Após a repercussão de nosso texto Bolsonaro e o risco que representa ao cinema brasileiro, trouxemos um conteúdo para esclarecer como funciona o financiamento brasileiro ao audiovisual.


Todos os dias, em qualquer notícia ou publicação relacionada ao audiovisual no Brasil, vemos uma enxurrada de comentários como “tem que parar de mamar nas tetas do governo”. Infelizmente, tais comentários indicam o desconhecimento da população diante de fatos ligados aos mecanismos de financiamento. 


É até compreensível, vide que muitas informações não chegam até muitas pessoas. Cabe a nós, então, veículos de informação, deixar claro como funcionam todos os trâmites, e mostrar da melhor forma possível toda a burocracia que envolve a produção no audiovisual. Conseguir financiar um projeto não é tão fácil quanto pode parecer.


As formas de financiar uma produção variam. Podem ser diretas ou  indiretas, vindas do governo ou empresas privadas, mas a verdade é que de qualquer forma, para que uma produção realmente aconteça, a permissão vem do governo. Vamos entender como funcionam as diversas formas de financiamento e qual o papel do Estado nisso tudo. 

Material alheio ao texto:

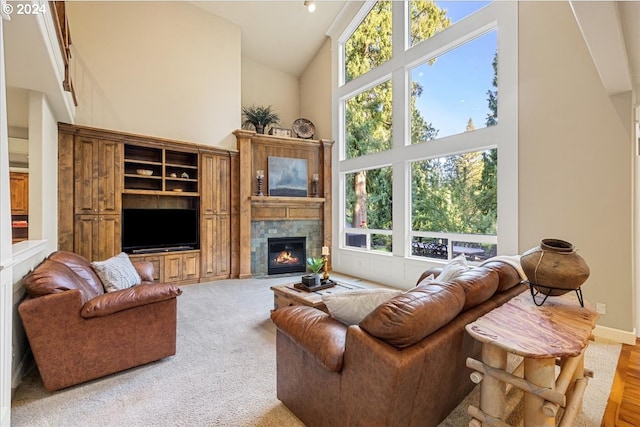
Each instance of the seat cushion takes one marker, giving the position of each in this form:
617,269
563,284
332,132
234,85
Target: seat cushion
408,318
350,307
117,272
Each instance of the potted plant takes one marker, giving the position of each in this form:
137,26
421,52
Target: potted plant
315,265
259,117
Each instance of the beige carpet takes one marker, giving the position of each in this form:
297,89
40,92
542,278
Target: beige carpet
223,374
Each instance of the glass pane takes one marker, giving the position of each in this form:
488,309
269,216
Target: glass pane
429,17
368,121
370,44
368,199
474,251
356,240
455,194
455,92
429,247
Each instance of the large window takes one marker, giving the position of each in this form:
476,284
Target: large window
368,121
419,127
455,92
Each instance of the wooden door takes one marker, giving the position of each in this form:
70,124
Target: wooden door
173,268
97,176
222,185
214,246
85,179
85,235
215,196
208,239
109,237
19,188
191,266
97,237
110,177
223,255
207,184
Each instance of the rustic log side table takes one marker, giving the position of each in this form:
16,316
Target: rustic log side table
556,333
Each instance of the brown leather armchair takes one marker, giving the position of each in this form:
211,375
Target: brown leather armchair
77,332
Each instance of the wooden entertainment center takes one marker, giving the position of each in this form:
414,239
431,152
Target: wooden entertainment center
102,172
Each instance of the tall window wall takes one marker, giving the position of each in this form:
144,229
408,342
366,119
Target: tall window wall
426,113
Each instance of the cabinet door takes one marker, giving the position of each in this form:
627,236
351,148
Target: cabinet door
215,192
109,177
97,237
85,235
223,177
223,254
191,266
208,249
19,186
97,176
109,237
85,179
173,268
214,245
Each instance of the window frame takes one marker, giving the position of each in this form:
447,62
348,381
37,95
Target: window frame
501,16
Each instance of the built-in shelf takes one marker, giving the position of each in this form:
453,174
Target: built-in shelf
286,200
160,171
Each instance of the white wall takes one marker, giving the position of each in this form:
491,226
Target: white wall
157,68
315,92
262,85
575,167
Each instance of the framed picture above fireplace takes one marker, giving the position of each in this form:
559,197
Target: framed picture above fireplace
287,177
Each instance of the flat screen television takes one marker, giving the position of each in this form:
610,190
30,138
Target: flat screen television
150,230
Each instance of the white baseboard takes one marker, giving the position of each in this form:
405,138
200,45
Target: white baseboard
617,335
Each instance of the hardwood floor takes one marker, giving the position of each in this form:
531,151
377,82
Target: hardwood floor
623,406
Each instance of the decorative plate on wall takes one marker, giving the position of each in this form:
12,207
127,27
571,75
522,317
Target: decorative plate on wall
304,128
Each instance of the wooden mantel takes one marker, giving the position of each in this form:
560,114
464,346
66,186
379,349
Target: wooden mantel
255,149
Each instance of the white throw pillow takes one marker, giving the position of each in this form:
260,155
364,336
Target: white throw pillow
117,273
453,269
350,307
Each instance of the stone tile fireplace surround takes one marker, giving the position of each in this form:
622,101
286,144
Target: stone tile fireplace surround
261,231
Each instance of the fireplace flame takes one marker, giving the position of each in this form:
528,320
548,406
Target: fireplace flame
286,257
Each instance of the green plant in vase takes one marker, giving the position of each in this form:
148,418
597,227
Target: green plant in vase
315,265
259,117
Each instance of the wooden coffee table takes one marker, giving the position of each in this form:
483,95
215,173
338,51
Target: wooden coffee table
286,295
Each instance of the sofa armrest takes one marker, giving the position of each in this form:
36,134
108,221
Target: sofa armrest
433,270
135,296
320,335
144,269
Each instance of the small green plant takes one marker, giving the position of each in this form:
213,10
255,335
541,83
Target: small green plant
259,117
315,264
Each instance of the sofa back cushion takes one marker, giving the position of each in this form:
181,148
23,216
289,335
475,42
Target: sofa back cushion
508,275
408,318
479,284
82,267
52,277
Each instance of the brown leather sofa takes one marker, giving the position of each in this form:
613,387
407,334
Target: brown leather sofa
402,365
77,332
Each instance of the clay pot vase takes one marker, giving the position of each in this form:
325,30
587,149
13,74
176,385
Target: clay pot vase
554,267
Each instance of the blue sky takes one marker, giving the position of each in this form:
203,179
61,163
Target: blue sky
455,86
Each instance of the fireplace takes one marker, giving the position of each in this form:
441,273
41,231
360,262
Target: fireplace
287,255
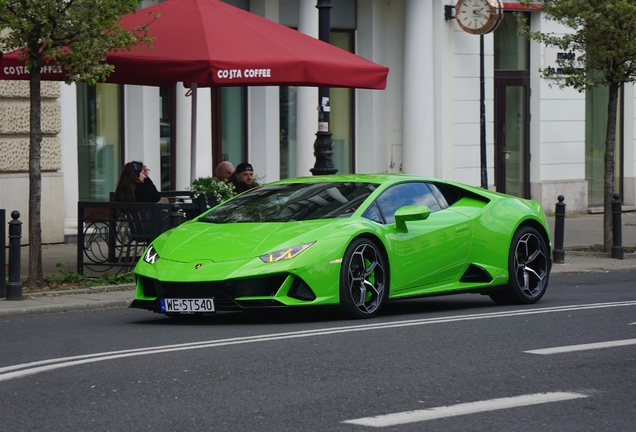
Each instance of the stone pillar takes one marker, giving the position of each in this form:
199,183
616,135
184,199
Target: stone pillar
264,113
419,81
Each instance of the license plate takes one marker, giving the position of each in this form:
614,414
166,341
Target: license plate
187,305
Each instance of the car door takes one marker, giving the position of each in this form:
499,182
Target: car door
433,251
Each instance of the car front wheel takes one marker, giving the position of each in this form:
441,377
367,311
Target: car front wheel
528,269
363,279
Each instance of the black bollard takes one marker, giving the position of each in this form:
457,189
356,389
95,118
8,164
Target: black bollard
14,287
617,244
3,254
559,227
175,216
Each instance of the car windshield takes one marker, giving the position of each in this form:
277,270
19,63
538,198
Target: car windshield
293,202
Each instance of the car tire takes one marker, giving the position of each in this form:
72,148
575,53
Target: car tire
528,269
364,279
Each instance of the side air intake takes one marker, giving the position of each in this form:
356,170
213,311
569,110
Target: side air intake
476,274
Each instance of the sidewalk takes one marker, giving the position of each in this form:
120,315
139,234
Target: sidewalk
580,230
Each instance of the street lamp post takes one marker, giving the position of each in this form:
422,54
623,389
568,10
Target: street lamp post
323,146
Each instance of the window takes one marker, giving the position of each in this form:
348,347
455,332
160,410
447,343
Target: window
99,140
166,137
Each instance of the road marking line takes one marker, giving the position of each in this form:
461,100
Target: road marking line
13,372
463,409
582,347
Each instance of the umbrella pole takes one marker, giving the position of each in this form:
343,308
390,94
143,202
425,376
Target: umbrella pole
323,146
193,133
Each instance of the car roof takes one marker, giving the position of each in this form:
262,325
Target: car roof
361,178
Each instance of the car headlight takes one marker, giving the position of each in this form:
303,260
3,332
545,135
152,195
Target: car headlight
151,256
284,254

Muito do que ouvimos é que as pessoas não querem seu dinheiro sendo investido em filmes, mas sim em educação ou hospitais; “coisas que importam”. Mas ora, é dever do governo proporcionar aos cidadãos saúde, educação, segurança, lazer e, claro, cultura. Diante disso, é importante também entender que o dinheiro para todos esses segmentos não é o mesmo. Ou seja, investir em cultura não tira o poder aquisitivo do governo de investir em saúde e educação. 


É preciso salientar também que o setor cultural, ainda mais tratando-se de audiovisual, é um dos que mais cresce e mais contribuem financeiramente para o país. Em 2016 a ANCINE - Agência Nacional do Cinema, publicou uma pesquisa indicando que o audiovisual se tornava uma grande parcela do PIB nacional. Vamos entender, então, o audiovisual como uma INDÚSTRIA, que emprega milhares de pessoas e presta contas ao governo. 


LEI ROUANET


A famosa Lei Rouanet é destinada a projetos culturais. Foi criada na Era Collor (1990 - 1992), quando acabou a Embrafilme e órgãos de fomento à cultura. Em 1991 só se fez um filme, Carlota Joaquina, de Carla Camurati. 


Naquele ano criou-se a Lei para estimular o incentivo à cultura por parte do governo. Mas então como funciona? Bom, a lei tem uma política de incentivos fiscais para projetos e ações culturais. Pessoas físicas e empresas podem aplicar em tais projetos uma parcela de seu IR (Imposto de Renda devido). Ao ano, mais de 3 mil projetos podem ser apoiados dessa maneira. A lei é uma forma de estimular que o setor privado invista em cultura. Ou seja, é uma forma de incentivo indireto. 


Como pessoa jurídica, o financiador pode destinar até 4% de seu imposto devido ao projeto, e enquanto pessoa física, o valor é de até 6% do total. Esses limites concorrem com os limites estabelecidos para os mecanismos de incentivo previstos na Lei do Audiovisual. 


A Lei Rouanet (8.313/91) institui o Programa Nacional de Apoio à Cultura (Pronac), que tem o objetivo de apoiar e direcionar recursos para investimentos em projetos culturais. Os produtos e serviços que resultarem desse benefício serão de exibição, utilização e circulação públicas.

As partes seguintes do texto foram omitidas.